【課題】本発明の目的は、切除領域が搬送ローラ対にニップされないときでも、適正に用紙を裁断できる用紙裁断装置を提供することであり、さらに、前記裁断により生じた不要部分である切除片を、搬送経路上の下流部に移送することなく、裁断部下方の切除片箱に落下させて確実に回収することである。
【解決手段】前記用紙裁断装置は、用紙を搬送する用紙搬送手段と、前記用紙を用紙の搬送方向と直交する幅方向に裁断する裁断手段と、前記裁断時に用紙を搬送経路上に保持する用紙保持手段とを設けてなることを特徴とするものである。
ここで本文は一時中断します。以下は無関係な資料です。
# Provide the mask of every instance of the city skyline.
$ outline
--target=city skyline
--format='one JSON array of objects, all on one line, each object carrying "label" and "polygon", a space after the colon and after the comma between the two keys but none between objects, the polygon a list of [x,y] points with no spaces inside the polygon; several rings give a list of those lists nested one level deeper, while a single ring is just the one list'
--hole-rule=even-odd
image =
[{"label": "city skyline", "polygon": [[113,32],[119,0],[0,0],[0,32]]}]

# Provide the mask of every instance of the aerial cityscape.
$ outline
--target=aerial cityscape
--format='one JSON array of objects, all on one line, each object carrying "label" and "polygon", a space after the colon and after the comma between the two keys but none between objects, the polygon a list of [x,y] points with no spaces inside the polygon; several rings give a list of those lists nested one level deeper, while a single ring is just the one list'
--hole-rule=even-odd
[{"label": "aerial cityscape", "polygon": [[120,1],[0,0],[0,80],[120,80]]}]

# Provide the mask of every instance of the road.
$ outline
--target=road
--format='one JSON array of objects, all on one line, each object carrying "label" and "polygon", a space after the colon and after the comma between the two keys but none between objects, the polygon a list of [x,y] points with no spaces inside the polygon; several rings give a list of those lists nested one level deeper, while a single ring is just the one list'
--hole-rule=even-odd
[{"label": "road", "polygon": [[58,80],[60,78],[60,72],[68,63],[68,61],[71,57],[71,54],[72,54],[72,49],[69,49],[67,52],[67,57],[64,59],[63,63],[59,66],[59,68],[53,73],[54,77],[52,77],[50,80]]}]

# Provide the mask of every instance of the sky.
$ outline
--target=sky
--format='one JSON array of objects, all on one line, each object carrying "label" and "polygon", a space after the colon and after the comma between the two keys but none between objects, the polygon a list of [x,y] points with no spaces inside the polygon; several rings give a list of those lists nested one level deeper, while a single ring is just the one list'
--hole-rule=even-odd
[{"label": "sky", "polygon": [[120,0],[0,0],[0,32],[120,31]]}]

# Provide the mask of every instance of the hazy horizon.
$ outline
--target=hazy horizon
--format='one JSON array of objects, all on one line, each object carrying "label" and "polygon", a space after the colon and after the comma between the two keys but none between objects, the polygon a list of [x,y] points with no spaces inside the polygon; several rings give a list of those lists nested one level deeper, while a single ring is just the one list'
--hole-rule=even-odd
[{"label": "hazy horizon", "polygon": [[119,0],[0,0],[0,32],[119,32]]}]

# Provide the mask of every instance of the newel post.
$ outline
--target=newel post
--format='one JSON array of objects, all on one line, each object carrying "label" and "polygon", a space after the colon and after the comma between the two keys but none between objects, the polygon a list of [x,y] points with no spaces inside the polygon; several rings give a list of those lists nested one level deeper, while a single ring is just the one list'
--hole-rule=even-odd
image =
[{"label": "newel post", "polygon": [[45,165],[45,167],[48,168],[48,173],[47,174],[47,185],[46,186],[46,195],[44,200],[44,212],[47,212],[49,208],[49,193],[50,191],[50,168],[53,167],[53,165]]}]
用紙を搬送する用紙搬送手段と、前記用紙を用紙の搬送方向と直交する幅方向に裁断する裁断手段と、前記用紙の裁断位置を挟んで用紙搬送方向の上流側及び/又は下流側に配置され、前記裁断時に用紙を搬送経路上に保持する用紙保持手段と、を設けてなることを特徴とする用紙裁断装置。
前記用紙保持手段は、用紙の搬送経路上側に設置される固定押さえ部材と、前記用紙の搬送経路を隔てて下側に、前記固定押さえ部材と対向するように設置されると共に、前記固定押さえ部材に対して接離自在に設けられた可動押さえ部材と、からなることを特徴とする請求項1に記載の用紙裁断装置。
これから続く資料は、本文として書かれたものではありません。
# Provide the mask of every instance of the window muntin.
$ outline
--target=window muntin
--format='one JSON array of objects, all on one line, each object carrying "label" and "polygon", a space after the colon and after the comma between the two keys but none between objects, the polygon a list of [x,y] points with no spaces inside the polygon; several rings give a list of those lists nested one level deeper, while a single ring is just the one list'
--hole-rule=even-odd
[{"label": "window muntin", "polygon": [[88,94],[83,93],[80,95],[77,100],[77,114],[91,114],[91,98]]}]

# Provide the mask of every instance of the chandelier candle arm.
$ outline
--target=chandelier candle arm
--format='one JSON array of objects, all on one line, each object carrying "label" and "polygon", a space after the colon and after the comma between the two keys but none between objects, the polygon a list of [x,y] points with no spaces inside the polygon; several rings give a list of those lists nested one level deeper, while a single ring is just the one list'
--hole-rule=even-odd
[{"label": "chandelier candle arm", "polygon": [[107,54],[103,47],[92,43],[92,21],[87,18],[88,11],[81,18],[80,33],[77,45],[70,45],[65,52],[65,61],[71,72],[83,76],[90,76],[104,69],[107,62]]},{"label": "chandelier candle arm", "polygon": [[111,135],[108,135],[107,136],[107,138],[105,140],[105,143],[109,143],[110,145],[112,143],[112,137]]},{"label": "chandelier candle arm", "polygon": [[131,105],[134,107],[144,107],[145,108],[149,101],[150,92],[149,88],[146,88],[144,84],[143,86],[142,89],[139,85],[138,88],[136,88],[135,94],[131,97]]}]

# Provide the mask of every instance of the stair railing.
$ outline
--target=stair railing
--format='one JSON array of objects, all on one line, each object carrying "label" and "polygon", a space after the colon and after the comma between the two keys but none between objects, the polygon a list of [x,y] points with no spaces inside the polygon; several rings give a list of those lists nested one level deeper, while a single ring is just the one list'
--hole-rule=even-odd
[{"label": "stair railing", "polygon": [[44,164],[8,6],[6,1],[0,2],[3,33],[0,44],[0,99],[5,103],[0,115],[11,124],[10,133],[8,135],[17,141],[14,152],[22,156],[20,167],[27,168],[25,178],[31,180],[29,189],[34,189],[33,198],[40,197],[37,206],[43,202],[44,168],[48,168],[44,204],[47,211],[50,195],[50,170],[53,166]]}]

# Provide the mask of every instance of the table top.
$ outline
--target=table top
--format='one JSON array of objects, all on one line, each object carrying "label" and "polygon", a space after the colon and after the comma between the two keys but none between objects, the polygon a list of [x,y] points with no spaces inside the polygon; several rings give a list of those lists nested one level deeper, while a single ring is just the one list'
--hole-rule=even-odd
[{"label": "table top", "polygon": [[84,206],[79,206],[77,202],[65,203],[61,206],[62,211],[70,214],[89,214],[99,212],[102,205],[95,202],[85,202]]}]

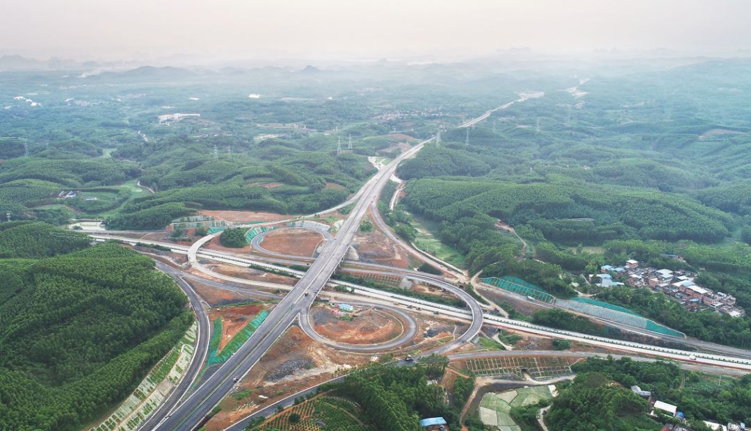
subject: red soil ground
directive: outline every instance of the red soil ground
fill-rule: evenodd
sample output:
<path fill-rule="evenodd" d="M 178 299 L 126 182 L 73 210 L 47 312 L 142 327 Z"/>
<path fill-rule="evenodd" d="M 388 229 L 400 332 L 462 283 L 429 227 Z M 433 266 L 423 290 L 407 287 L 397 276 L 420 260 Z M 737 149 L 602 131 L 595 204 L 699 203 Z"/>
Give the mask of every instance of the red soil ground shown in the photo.
<path fill-rule="evenodd" d="M 273 222 L 274 220 L 284 220 L 289 219 L 291 216 L 279 214 L 276 212 L 257 212 L 255 211 L 199 211 L 199 214 L 210 216 L 219 220 L 228 222 L 237 222 L 244 223 L 248 222 Z"/>
<path fill-rule="evenodd" d="M 349 344 L 385 342 L 402 333 L 403 324 L 391 313 L 368 309 L 358 313 L 352 321 L 343 321 L 328 306 L 311 310 L 311 322 L 315 331 L 324 337 Z"/>
<path fill-rule="evenodd" d="M 337 371 L 367 363 L 369 355 L 350 354 L 328 348 L 309 339 L 298 327 L 291 327 L 261 358 L 240 382 L 238 391 L 252 390 L 248 396 L 237 399 L 231 396 L 220 403 L 222 411 L 205 425 L 207 431 L 224 429 L 234 422 L 259 408 L 291 395 L 306 387 L 325 381 Z M 267 381 L 264 376 L 279 369 L 288 360 L 309 360 L 312 368 L 276 381 Z"/>
<path fill-rule="evenodd" d="M 310 257 L 324 236 L 312 231 L 278 229 L 264 237 L 261 245 L 270 252 Z"/>

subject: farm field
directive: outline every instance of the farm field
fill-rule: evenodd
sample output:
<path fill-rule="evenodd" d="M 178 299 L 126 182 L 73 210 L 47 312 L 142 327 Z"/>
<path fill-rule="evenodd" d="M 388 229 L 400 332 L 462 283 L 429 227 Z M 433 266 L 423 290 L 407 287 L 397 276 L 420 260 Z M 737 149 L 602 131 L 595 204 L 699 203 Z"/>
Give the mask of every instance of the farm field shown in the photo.
<path fill-rule="evenodd" d="M 509 414 L 511 408 L 529 405 L 551 398 L 553 394 L 547 386 L 521 387 L 499 393 L 488 393 L 480 402 L 480 419 L 493 429 L 521 431 L 521 427 Z"/>
<path fill-rule="evenodd" d="M 299 415 L 299 420 L 295 420 Z M 254 431 L 368 431 L 361 422 L 360 409 L 339 397 L 318 396 L 269 418 Z"/>

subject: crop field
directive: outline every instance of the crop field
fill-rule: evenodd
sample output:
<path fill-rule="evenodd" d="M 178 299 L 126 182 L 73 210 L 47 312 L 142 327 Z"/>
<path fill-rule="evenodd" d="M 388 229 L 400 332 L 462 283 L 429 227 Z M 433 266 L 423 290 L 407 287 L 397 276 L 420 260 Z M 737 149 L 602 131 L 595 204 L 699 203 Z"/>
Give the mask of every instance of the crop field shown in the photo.
<path fill-rule="evenodd" d="M 193 356 L 198 324 L 194 323 L 170 352 L 152 369 L 135 390 L 92 431 L 131 431 L 164 401 L 177 384 Z"/>
<path fill-rule="evenodd" d="M 490 377 L 511 375 L 523 378 L 526 372 L 532 378 L 550 378 L 572 374 L 567 360 L 559 357 L 483 357 L 470 359 L 467 369 L 475 375 Z"/>
<path fill-rule="evenodd" d="M 521 428 L 511 419 L 512 407 L 529 405 L 541 399 L 553 397 L 547 386 L 533 386 L 507 390 L 499 393 L 488 393 L 480 402 L 480 419 L 486 426 L 501 431 L 520 431 Z"/>
<path fill-rule="evenodd" d="M 369 426 L 363 423 L 358 416 L 361 413 L 355 405 L 347 399 L 333 396 L 319 396 L 288 408 L 271 417 L 259 426 L 258 431 L 367 431 Z M 293 414 L 299 414 L 300 420 L 292 423 Z"/>

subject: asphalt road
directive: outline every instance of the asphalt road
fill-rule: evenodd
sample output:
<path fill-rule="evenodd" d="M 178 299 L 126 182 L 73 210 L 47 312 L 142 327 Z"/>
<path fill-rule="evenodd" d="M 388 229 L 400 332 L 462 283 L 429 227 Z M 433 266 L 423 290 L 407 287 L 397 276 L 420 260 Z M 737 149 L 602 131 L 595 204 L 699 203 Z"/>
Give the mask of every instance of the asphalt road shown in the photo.
<path fill-rule="evenodd" d="M 326 285 L 344 258 L 369 203 L 378 199 L 385 182 L 388 180 L 389 176 L 393 173 L 397 165 L 404 158 L 419 151 L 423 145 L 430 140 L 421 143 L 396 158 L 386 168 L 379 171 L 366 183 L 361 189 L 361 196 L 339 228 L 336 237 L 324 245 L 318 258 L 294 288 L 271 311 L 264 323 L 234 355 L 155 429 L 193 429 L 202 423 L 207 414 L 230 392 L 234 383 L 242 378 L 261 359 L 274 342 L 289 327 L 300 312 L 310 306 L 315 297 Z M 189 250 L 189 260 L 192 263 L 196 261 L 195 256 L 198 248 L 213 237 L 213 236 L 207 236 L 191 246 Z M 480 315 L 481 316 L 481 314 Z M 477 327 L 478 330 L 480 326 L 481 326 L 481 318 Z"/>
<path fill-rule="evenodd" d="M 572 357 L 572 358 L 581 358 L 585 359 L 587 357 L 605 357 L 605 355 L 597 353 L 592 352 L 584 352 L 584 351 L 479 351 L 479 352 L 469 352 L 469 353 L 461 353 L 457 354 L 448 355 L 449 360 L 459 360 L 464 359 L 476 359 L 480 357 L 518 357 L 518 356 L 531 356 L 531 357 Z M 636 361 L 646 361 L 646 362 L 653 362 L 656 360 L 654 358 L 647 357 L 640 357 L 635 356 L 626 356 L 620 354 L 611 354 L 614 359 L 620 359 L 622 357 L 630 357 L 633 360 Z M 676 365 L 680 366 L 683 369 L 687 371 L 695 371 L 701 372 L 710 372 L 714 374 L 723 374 L 726 375 L 733 375 L 736 377 L 743 377 L 747 374 L 747 372 L 743 372 L 740 370 L 728 369 L 725 368 L 719 368 L 710 366 L 701 366 L 695 365 L 692 363 L 675 363 Z M 395 363 L 396 366 L 404 366 L 406 363 L 403 361 L 398 361 Z M 335 382 L 342 380 L 346 377 L 345 375 L 342 375 L 333 378 L 327 381 L 320 383 L 315 386 L 312 386 L 289 396 L 283 398 L 268 406 L 264 408 L 261 410 L 253 412 L 243 419 L 235 422 L 230 426 L 225 428 L 224 431 L 243 431 L 246 426 L 250 423 L 251 420 L 258 417 L 259 416 L 264 416 L 264 417 L 268 417 L 269 416 L 273 414 L 276 412 L 276 408 L 281 405 L 282 407 L 289 407 L 294 403 L 294 399 L 298 396 L 302 396 L 308 393 L 315 393 L 319 386 L 330 382 Z M 523 383 L 525 381 L 508 381 L 509 382 L 519 382 Z M 546 384 L 547 381 L 540 381 L 540 384 Z"/>
<path fill-rule="evenodd" d="M 152 429 L 158 421 L 158 418 L 168 414 L 177 402 L 179 402 L 180 399 L 188 392 L 191 385 L 193 384 L 193 382 L 198 378 L 198 373 L 204 366 L 204 362 L 206 361 L 206 356 L 209 351 L 209 339 L 211 338 L 209 315 L 204 308 L 201 297 L 196 294 L 193 287 L 180 276 L 182 273 L 179 270 L 165 265 L 158 261 L 156 262 L 156 268 L 160 271 L 169 274 L 177 282 L 177 285 L 182 289 L 182 291 L 188 295 L 191 308 L 195 313 L 198 321 L 198 330 L 196 333 L 196 339 L 198 341 L 193 353 L 193 358 L 188 366 L 188 370 L 182 377 L 182 380 L 173 390 L 170 395 L 167 396 L 161 405 L 140 424 L 138 428 L 139 429 Z"/>
<path fill-rule="evenodd" d="M 373 344 L 351 344 L 346 342 L 339 342 L 321 336 L 315 330 L 315 328 L 310 323 L 310 309 L 306 309 L 303 310 L 303 312 L 300 315 L 300 327 L 308 335 L 308 336 L 316 341 L 340 350 L 358 353 L 384 352 L 398 348 L 403 344 L 409 342 L 409 340 L 412 339 L 412 337 L 414 337 L 418 333 L 418 324 L 415 321 L 415 318 L 397 308 L 383 305 L 372 306 L 372 304 L 366 303 L 358 303 L 354 301 L 347 301 L 347 303 L 360 306 L 375 306 L 375 308 L 377 309 L 388 310 L 391 313 L 399 315 L 399 316 L 402 318 L 402 320 L 407 322 L 407 326 L 406 327 L 403 328 L 402 333 L 400 334 L 399 336 L 385 342 Z"/>
<path fill-rule="evenodd" d="M 222 258 L 217 257 L 219 255 L 222 255 L 216 252 L 211 252 L 210 255 L 207 255 L 206 257 L 208 258 L 221 259 Z M 226 261 L 228 263 L 231 263 L 233 264 L 243 265 L 243 261 L 243 261 L 243 259 L 232 257 L 232 258 L 228 258 L 228 260 Z M 399 269 L 394 268 L 394 271 L 399 271 Z M 222 278 L 226 277 L 229 279 L 229 277 L 227 277 L 226 276 L 220 276 L 216 274 L 215 274 L 215 276 L 221 276 Z M 431 281 L 435 282 L 435 280 L 429 279 L 430 278 L 426 279 L 427 280 L 427 282 L 430 282 Z M 232 278 L 231 280 L 230 281 L 234 281 L 238 283 L 249 284 L 249 285 L 254 285 L 258 283 L 258 282 L 251 282 L 249 280 L 244 280 L 241 279 L 234 279 L 234 278 Z M 389 294 L 387 292 L 384 292 L 382 291 L 378 291 L 376 289 L 372 289 L 369 288 L 358 286 L 352 283 L 346 283 L 343 282 L 336 282 L 336 283 L 354 287 L 358 291 L 359 294 L 363 296 L 368 296 L 379 300 L 393 300 L 395 303 L 398 303 L 400 304 L 404 304 L 404 305 L 412 304 L 415 305 L 416 309 L 419 308 L 423 310 L 427 310 L 430 312 L 438 312 L 442 315 L 448 316 L 454 318 L 458 318 L 464 320 L 469 320 L 472 318 L 471 313 L 469 312 L 467 312 L 466 310 L 464 309 L 457 309 L 456 307 L 431 303 L 421 300 L 415 300 L 414 298 L 403 297 L 403 295 L 398 295 L 396 294 Z M 284 288 L 285 287 L 280 288 Z M 454 288 L 456 288 L 454 287 Z M 706 350 L 722 352 L 729 356 L 707 354 L 704 353 L 682 351 L 674 348 L 656 347 L 653 345 L 644 345 L 636 342 L 623 342 L 620 340 L 609 339 L 604 337 L 596 337 L 593 336 L 588 336 L 586 334 L 573 333 L 571 331 L 565 331 L 550 327 L 545 327 L 539 325 L 534 325 L 528 322 L 514 321 L 512 319 L 503 318 L 493 315 L 485 315 L 485 323 L 487 323 L 488 324 L 491 324 L 493 326 L 505 327 L 508 329 L 512 329 L 515 330 L 521 330 L 523 332 L 528 332 L 531 333 L 536 333 L 544 336 L 553 336 L 558 338 L 563 338 L 566 339 L 572 339 L 581 342 L 593 344 L 596 345 L 608 347 L 611 348 L 617 348 L 637 354 L 665 355 L 669 357 L 672 357 L 674 359 L 679 359 L 681 360 L 686 360 L 686 359 L 688 359 L 689 355 L 695 354 L 695 356 L 698 357 L 701 361 L 710 365 L 723 364 L 729 367 L 733 367 L 733 366 L 747 367 L 749 365 L 749 361 L 747 361 L 747 360 L 743 359 L 744 357 L 747 357 L 749 356 L 749 351 L 736 349 L 734 348 L 728 348 L 726 346 L 722 346 L 713 343 L 708 343 L 706 342 L 701 342 L 698 340 L 692 340 L 692 342 L 697 343 L 697 345 L 702 346 L 702 348 L 704 348 Z M 626 330 L 632 330 L 631 327 L 623 327 L 623 329 Z M 659 336 L 659 334 L 656 333 L 650 335 Z M 682 340 L 683 339 L 679 339 Z M 737 354 L 736 351 L 737 352 Z"/>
前記裁断手段は、用紙搬送経路を介して、固定刃と、前記固定刃に対して上下方向に往復移動することにより用紙を裁断する可動刃とを対向配置することにより構成されることを特徴とする請求項1乃至請求項5に記載の用紙裁断装置。
前記裁断手段は、用紙搬送方向と直交する幅方向に移動することにより用紙を裁断する一対の回転刃を有し、前記一対の回転刃は、用紙搬送経路を介して、上側に配置される上側回転刃と、下側に配置される下側回転刃とを対向配置することにより構成されることを特徴とする請求項1乃至請求項5に記載の用紙裁断装置。
用紙を搬送し、前記用紙を用紙搬送方向と直交する幅方向に裁断する用紙裁断方法において、前記裁断時においては、前記用紙の搬送を前記裁断位置で停止し、用紙を搬送経路上に保持した状態にて、裁断することを特徴とする用紙裁断方法。
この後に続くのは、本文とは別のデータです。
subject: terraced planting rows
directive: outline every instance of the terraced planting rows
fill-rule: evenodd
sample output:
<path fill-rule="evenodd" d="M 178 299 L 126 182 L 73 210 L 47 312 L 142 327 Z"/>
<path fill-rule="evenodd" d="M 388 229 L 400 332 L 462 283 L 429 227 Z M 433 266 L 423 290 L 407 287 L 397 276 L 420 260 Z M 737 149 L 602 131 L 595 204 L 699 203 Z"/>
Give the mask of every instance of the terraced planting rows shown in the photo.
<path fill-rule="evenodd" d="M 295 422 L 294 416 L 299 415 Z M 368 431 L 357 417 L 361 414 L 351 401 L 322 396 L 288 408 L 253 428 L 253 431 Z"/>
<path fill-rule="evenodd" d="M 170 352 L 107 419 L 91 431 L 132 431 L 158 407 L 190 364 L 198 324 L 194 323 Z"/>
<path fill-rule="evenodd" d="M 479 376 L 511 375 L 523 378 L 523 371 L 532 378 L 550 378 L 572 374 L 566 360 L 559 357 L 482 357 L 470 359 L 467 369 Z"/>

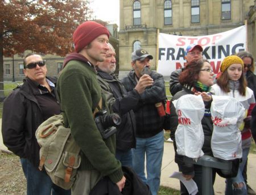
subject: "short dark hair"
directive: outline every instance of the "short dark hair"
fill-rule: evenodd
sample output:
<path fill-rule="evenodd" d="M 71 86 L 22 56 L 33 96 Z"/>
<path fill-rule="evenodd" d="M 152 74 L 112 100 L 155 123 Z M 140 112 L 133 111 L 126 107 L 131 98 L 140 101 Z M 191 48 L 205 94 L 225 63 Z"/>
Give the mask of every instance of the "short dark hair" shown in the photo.
<path fill-rule="evenodd" d="M 26 59 L 27 59 L 27 57 L 28 57 L 28 56 L 33 56 L 34 55 L 38 55 L 38 54 L 35 53 L 29 53 L 27 54 L 25 57 L 24 57 L 24 59 L 23 59 L 23 67 L 24 67 L 24 69 L 26 69 L 26 65 L 27 65 L 26 64 L 27 64 L 27 61 L 26 61 Z"/>
<path fill-rule="evenodd" d="M 209 62 L 205 59 L 193 60 L 187 64 L 184 70 L 181 73 L 179 81 L 180 83 L 189 86 L 194 86 L 195 83 L 197 81 L 198 75 L 204 63 Z"/>
<path fill-rule="evenodd" d="M 248 52 L 246 51 L 241 51 L 236 54 L 237 56 L 240 57 L 242 60 L 243 60 L 245 57 L 250 57 L 251 60 L 251 67 L 250 68 L 250 70 L 252 72 L 254 72 L 255 66 L 254 66 L 254 59 L 253 59 L 253 55 Z"/>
前記裁断時においては、用紙搬送経路上側に設置される固定押さえ部材に対して、前記用紙搬送経路を隔てて下側に、前記固定押さえ部材と対向するように設置されると共に、前記固定押さえ部材に対して接離自在に設けられた可動押さえ部材を押圧し、用紙を可動押さえ部材と固定押さえ部材との間に挟持状態とすることを特徴とする請求項8に記載の用紙裁断方法。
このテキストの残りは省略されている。